Un pasteur attentif aux débats politiques
Après des études de théologie à Lausanne où il suit les cours d’Alexandre Vinet dont il fut toute sa vie un fervent disciple, et un séjour dans plusieurs universités allemandes, il est consacré pasteur en 1847 à la chapelle Taitbout et restera toute sa vie pasteur de cette célèbre Église indépendante parisienne.
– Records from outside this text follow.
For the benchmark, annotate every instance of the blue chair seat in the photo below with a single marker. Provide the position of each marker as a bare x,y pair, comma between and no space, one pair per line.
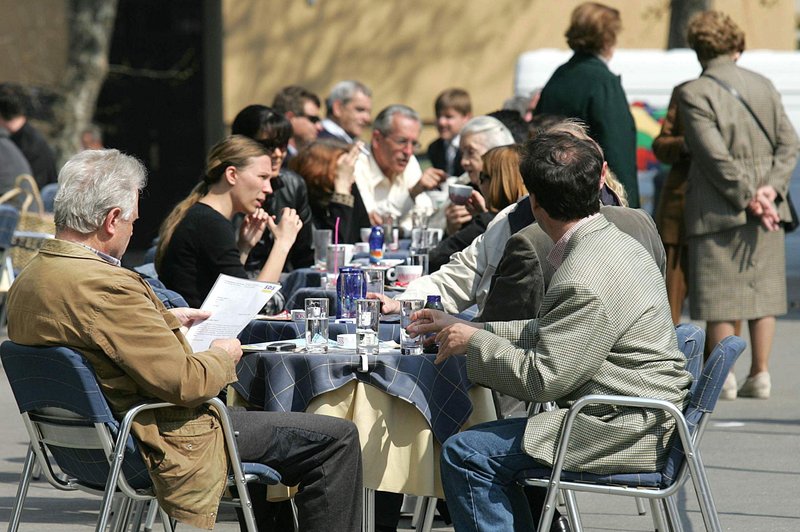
631,480
67,417
263,474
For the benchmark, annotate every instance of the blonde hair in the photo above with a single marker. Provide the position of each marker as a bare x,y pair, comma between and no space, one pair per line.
593,28
505,186
236,151
713,33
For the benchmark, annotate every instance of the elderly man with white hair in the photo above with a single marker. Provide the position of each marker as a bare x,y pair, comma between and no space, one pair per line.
349,110
389,176
478,136
74,293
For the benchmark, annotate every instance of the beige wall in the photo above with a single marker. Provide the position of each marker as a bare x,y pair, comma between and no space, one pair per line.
409,51
33,35
406,51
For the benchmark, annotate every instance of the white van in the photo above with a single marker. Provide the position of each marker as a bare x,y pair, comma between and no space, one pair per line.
649,76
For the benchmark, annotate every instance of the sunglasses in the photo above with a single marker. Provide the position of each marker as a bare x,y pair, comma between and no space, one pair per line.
271,145
314,119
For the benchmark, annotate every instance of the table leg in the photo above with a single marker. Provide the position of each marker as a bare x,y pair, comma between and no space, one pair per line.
368,519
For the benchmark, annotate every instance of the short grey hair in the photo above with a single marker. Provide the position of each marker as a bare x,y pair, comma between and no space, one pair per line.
344,91
491,131
518,104
383,122
92,183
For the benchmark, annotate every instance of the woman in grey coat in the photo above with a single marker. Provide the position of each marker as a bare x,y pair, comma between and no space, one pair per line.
736,197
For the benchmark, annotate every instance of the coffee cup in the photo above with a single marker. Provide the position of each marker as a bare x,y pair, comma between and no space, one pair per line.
459,194
407,273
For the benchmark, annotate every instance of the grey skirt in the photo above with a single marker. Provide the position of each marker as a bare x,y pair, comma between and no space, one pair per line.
737,274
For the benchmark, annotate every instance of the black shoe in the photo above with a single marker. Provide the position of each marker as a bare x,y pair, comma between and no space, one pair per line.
560,524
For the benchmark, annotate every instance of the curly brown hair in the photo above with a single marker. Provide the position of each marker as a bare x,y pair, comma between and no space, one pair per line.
505,187
593,28
316,163
713,33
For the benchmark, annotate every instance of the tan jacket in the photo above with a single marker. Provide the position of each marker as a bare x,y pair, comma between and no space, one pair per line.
730,155
69,296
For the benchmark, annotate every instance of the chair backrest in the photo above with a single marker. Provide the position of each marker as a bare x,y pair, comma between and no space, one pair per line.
56,390
9,218
691,340
704,399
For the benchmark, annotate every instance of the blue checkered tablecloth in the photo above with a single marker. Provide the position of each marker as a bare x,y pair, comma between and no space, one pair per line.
258,331
285,382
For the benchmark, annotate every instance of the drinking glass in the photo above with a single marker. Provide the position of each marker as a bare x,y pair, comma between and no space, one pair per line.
374,281
409,345
338,256
316,324
419,258
368,312
432,238
350,285
417,239
322,239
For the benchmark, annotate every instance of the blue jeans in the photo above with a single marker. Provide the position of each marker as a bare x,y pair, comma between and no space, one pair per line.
479,468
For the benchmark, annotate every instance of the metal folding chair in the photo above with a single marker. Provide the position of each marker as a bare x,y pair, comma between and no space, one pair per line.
48,194
72,429
684,457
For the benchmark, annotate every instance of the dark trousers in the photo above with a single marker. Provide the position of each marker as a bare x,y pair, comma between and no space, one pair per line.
320,454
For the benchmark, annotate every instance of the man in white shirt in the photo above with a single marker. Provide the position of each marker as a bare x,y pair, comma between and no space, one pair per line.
349,109
388,177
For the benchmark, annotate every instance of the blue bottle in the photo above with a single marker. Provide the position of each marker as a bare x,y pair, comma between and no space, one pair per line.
376,245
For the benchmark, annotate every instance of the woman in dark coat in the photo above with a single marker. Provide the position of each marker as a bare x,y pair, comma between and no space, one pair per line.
327,167
585,88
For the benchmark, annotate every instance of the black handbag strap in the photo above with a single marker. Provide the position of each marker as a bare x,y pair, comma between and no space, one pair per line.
738,96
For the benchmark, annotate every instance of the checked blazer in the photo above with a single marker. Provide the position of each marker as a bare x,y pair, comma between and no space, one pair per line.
604,328
523,273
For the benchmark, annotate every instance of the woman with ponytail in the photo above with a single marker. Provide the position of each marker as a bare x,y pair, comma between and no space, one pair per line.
198,240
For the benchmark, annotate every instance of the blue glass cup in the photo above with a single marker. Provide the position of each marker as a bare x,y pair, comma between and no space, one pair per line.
351,285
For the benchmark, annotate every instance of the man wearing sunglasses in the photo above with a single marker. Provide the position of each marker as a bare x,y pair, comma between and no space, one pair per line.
349,111
301,107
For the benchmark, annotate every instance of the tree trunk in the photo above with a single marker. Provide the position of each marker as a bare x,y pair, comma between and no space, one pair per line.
91,24
682,12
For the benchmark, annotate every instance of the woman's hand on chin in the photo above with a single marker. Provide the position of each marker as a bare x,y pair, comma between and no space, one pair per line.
285,231
252,229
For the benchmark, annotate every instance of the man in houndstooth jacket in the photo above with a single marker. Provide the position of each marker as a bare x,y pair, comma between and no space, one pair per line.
604,328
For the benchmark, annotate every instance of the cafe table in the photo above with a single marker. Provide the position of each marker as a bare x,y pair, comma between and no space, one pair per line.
266,330
404,406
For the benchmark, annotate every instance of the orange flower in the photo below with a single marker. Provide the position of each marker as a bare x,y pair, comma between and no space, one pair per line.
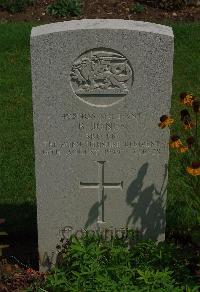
190,141
187,98
196,106
188,125
175,142
165,121
194,169
183,149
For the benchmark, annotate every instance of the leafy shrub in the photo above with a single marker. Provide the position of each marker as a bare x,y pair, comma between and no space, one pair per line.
172,4
61,8
93,263
14,6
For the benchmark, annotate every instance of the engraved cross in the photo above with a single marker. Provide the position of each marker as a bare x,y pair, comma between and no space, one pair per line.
101,186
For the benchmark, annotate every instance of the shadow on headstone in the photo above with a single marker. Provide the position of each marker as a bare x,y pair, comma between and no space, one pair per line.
147,205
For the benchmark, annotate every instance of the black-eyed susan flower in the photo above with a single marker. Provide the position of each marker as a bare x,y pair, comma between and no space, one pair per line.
187,98
175,142
183,149
196,106
194,169
165,121
187,125
185,115
190,141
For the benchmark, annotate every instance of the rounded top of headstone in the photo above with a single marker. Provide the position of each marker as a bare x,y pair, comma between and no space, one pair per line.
114,24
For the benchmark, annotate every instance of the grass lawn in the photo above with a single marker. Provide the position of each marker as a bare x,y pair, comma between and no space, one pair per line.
17,181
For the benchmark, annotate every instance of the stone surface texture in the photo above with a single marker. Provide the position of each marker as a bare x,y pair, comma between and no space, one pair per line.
99,88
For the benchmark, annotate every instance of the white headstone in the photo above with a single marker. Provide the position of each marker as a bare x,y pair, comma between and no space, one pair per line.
99,89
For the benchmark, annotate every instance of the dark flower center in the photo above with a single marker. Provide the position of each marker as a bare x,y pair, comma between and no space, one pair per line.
195,164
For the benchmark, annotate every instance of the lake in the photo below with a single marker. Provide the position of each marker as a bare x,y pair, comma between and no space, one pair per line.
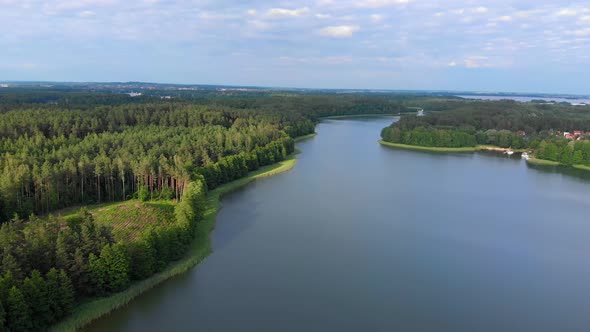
361,237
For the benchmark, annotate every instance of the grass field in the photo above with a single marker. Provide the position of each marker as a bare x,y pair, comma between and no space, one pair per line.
129,218
544,162
201,248
301,138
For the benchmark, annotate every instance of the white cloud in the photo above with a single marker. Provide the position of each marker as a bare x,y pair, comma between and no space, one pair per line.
567,12
580,32
476,62
340,31
480,10
283,12
376,18
380,3
87,13
326,60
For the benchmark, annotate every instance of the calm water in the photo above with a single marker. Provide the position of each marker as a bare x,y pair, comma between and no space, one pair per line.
359,237
525,99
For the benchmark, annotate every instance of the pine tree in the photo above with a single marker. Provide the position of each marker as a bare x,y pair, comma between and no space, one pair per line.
97,274
18,315
35,292
66,294
9,264
3,327
53,294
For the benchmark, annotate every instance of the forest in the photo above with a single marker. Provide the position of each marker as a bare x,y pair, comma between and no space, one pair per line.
73,148
507,124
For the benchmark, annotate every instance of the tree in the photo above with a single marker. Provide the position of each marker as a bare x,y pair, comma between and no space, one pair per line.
18,315
66,293
35,293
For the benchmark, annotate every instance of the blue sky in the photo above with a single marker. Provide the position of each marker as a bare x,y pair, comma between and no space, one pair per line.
501,45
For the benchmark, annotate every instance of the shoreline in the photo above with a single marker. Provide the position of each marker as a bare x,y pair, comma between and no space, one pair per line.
358,116
88,312
532,160
444,149
304,137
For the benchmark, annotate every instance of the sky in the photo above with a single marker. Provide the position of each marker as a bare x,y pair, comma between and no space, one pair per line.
500,45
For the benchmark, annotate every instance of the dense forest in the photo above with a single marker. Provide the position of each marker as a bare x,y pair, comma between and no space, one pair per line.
507,124
73,147
77,147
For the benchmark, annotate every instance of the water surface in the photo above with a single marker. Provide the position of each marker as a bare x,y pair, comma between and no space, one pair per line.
360,237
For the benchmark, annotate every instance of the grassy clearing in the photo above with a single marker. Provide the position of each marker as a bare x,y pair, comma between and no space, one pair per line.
92,310
442,149
357,116
428,148
129,219
301,138
582,167
542,162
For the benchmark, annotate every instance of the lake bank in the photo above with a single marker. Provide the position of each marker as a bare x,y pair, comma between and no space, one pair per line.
201,248
445,149
357,116
433,236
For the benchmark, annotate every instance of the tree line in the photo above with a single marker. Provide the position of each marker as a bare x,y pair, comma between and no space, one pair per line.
52,160
507,124
48,264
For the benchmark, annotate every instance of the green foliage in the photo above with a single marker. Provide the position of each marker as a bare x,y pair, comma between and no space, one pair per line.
18,313
36,296
143,194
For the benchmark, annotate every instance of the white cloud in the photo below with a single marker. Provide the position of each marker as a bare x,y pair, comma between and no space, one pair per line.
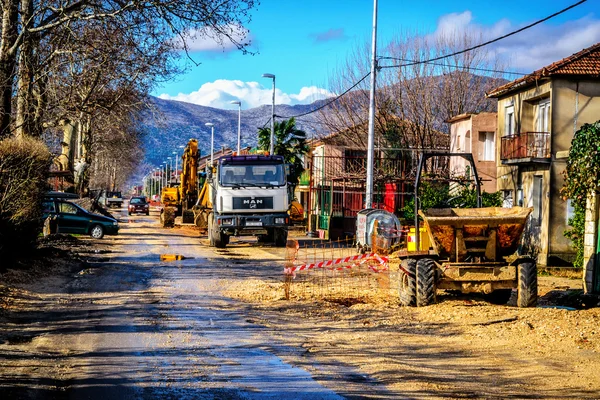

La Révolution de 1848 et la naissance de la Deuxième République sont pour lui l’occasion de se mêler quelque peu à la vie politique, se montrant alors sous les traits du « bourgeois socialiste qu’il fut toujours ». Dans une lettre du 21 mars 1848, il raconte ainsi le « peuple » de l’Hôtel de Ville : « on apprenait à connaître cette race intelligente, vive, spirituelle et bonne, car les mots de concorde sont dans toutes les bouches. On n’entendait qu’une histoire dans toutes les bouches, lamentable tableau de misère et d’asservissement, réquisitoire pacifique pour le ton, mais dont les conclusions étaient plus imposées que conseillées. J’ai été confondu du talent oratoire de nos gens en blouse » (E.G. Léonard, Histoire générale du protestantisme, t. III, p. 261). Son intelligence, son attention pour les problèmes sociaux et la vie politique, sa vivacité de plume et ses articles dans le Semeur, le feront rapidement connaître.
Un essayiste actif
Directeur de la Revue chrétienne à partir de 1854 il se révèle comme l’un des plus brillants adversaires des libéraux extrémistes et un des leaders des évangéliques. Mais sa foi n’a pas ce côté sombre et obsédé par l’horreur du péché que l’on trouve chez certains « revivalistes ». Brillant, lisant parfaitement l’allemand – donc au courant de la production théologique d’outre-Rhin – il n’est pas un théologien au vrai sens du terme, écrivant vite, et n’évitant pas toujours erreurs et négligences. Dans la Revue chrétienne, qu’il dote en 1861 d’un supplément théologique (devenu en 1870 une Revue théologique autonome), il s’efforce de renforcer la culture théologique des évangéliques et en affirme que l’on peut parfaitement être instruit et intelligent et rester partisan des doctrines traditionnelles, ce que le Lien, la Revue de Colani à Strasbourg contestait. Très actif, il rédige des livres d’histoire de l’Église (Histoire des trois premiers siècles de l’Église chrétienne) et prononce un grand nombre de conférences en France et à l’étranger. Son ouvrage Jésus-Christ. Son temps, sa vie, son œuvre (1866) est sans doute la meilleure réponse à la Vie de Jésus de Renan (1863), lui apportant de nombreuses amitiés parmi les catholiques libéraux.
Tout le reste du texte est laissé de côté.